L’éolien flottant comme futur marché
Avec cet investissement, SLB se positionne pour se diversifier vers de nouvelles énergies. Déjà impliqué dans la production d’hydrogène, étant co-créateur avec le CEA de la joint-venture Genvia qu’elle héberge sur son site, le groupe entend cette fois adresser en premier lieu le marché de l’éolien flottant. "Nous sommes en train d’acter une transformation, décrit le directeur. Nous nous ouvrons aux nouvelles filières énergétiques".
Sur l'ancien site Cameron, le géant franco-américain (36,2 Md$ de CA 2025) usine et assemble historiquement des pièces métalliques pour l’industrie pétrolière (Oil & Gas) : obturateurs de sécurité, risers (conduits sous-marins), etc. "Les pièces que l’on fabrique vont de quelques centaines de kilos à quelques dizaines de tonnes, et servent à élaborer des sous-ensembles, qui pèsent de quelques tonnes à quelques centaines de tonnes", détaille Luc Mas, le directeur du site. Le nouvel atelier va permettre de produire des pièces de plus grosse taille.
Le fruit de réinventions successives
Ce nouvel outil industriel réunira l’ensemble des technologies et compétences acquises au fil du temps. "Nous nous sommes déjà réinventés régulièrement", raconte Luc Mas. Il retrace le parcours technologique de son entreprise : "Nous étions des spécialistes produit et nous sommes devenus des spécialistes process : nous avons la capacité à designer des lignes de production et à les mettre en place en un temps record, à les opérer et à manager la supply chain de façon efficiente.

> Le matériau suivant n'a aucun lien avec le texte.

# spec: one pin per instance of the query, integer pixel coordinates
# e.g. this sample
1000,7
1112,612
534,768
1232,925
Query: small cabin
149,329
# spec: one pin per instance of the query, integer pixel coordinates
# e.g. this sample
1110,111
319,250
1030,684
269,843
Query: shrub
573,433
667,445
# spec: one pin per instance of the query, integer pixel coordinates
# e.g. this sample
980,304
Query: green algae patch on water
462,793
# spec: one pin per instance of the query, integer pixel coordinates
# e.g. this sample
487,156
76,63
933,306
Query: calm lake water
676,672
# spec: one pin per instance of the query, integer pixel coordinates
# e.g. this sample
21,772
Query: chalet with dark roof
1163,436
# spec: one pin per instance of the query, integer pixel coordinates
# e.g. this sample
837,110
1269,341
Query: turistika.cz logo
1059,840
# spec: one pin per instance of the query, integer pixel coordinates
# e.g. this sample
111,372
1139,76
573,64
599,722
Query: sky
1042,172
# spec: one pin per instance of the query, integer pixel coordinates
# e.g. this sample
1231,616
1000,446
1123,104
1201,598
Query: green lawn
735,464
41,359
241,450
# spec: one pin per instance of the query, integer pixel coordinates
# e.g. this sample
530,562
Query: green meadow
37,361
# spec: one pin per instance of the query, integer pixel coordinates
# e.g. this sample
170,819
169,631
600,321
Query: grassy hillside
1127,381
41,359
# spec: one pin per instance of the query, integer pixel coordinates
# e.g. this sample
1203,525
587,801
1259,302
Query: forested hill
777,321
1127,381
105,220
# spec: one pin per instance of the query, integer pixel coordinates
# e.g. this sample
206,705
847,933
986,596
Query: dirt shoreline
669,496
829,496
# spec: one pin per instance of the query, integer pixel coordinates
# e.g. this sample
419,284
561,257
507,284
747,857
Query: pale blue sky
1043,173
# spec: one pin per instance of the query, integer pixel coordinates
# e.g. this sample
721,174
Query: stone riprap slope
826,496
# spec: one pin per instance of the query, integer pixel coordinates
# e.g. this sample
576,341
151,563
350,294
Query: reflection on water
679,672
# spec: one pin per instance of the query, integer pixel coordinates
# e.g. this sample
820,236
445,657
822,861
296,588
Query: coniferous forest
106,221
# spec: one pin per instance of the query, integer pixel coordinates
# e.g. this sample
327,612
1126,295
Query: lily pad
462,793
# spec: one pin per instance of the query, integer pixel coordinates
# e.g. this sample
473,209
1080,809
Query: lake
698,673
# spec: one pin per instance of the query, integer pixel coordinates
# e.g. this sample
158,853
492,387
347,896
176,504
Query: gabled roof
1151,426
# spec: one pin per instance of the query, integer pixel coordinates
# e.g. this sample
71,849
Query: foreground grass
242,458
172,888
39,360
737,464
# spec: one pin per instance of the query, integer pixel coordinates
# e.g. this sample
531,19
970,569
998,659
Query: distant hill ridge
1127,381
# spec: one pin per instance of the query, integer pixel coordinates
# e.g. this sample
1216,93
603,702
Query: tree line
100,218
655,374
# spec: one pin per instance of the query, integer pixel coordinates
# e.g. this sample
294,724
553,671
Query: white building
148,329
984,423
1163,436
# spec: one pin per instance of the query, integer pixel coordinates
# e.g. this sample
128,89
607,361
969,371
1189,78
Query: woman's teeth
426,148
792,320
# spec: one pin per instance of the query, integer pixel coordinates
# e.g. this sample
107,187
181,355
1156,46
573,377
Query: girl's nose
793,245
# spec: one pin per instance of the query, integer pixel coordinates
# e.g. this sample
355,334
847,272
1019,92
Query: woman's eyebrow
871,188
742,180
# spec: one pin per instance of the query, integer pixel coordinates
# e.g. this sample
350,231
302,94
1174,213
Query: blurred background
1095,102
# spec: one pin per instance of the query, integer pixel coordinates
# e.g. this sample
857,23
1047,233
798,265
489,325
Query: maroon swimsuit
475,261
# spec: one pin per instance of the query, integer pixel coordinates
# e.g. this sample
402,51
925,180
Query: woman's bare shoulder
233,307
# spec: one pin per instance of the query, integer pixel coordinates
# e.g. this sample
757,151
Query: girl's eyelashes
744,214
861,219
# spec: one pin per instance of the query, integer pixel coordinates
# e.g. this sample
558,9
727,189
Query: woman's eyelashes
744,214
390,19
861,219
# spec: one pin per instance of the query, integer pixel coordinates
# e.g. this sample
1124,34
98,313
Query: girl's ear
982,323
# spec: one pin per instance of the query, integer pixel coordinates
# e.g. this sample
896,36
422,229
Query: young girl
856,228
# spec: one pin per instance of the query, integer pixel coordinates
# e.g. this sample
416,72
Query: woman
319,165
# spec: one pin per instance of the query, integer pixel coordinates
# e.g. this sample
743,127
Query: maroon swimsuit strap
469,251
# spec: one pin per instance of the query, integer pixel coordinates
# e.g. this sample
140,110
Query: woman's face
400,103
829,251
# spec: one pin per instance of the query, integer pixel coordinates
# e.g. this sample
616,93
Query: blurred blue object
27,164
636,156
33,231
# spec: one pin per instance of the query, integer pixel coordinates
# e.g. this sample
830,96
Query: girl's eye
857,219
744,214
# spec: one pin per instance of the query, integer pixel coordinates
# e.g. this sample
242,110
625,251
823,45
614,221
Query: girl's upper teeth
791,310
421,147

Nous créons ces lignes de production agiles pour répondre à la demande de nos clients".
Dans un deuxième temps, depuis quelques années, le constructeur a intégré la digitalisation des process. "Nous avons mis en place des lignes de production agiles, flexibles et digitalisées. Et là, nous avons démontré que nous étions compétitifs par rapport à la concurrence internationale". Dans ce futur atelier, il mixera toutes ces compétences dans un Agile Flexible Manufacturing System afin de produire de plus grosses pièces pour servir de nouvelles filières énergétiques.
Un pari en attendant la maturité du marché
Si le directeur insiste sur la nécessaire agilité, c’est que la future chaîne devra s’adapter à un marché encore en construction. "Le marché de l’éolien flottant est un marché qui est en train de maturer, qui va se structurer avec des standards qui seront choisis. Nous démarrons avant que ce marché soit mature. Il faut que nous soyons capables de produire ce que la filière nous demandera de produire. Cette ligne est pensée pour être adaptable."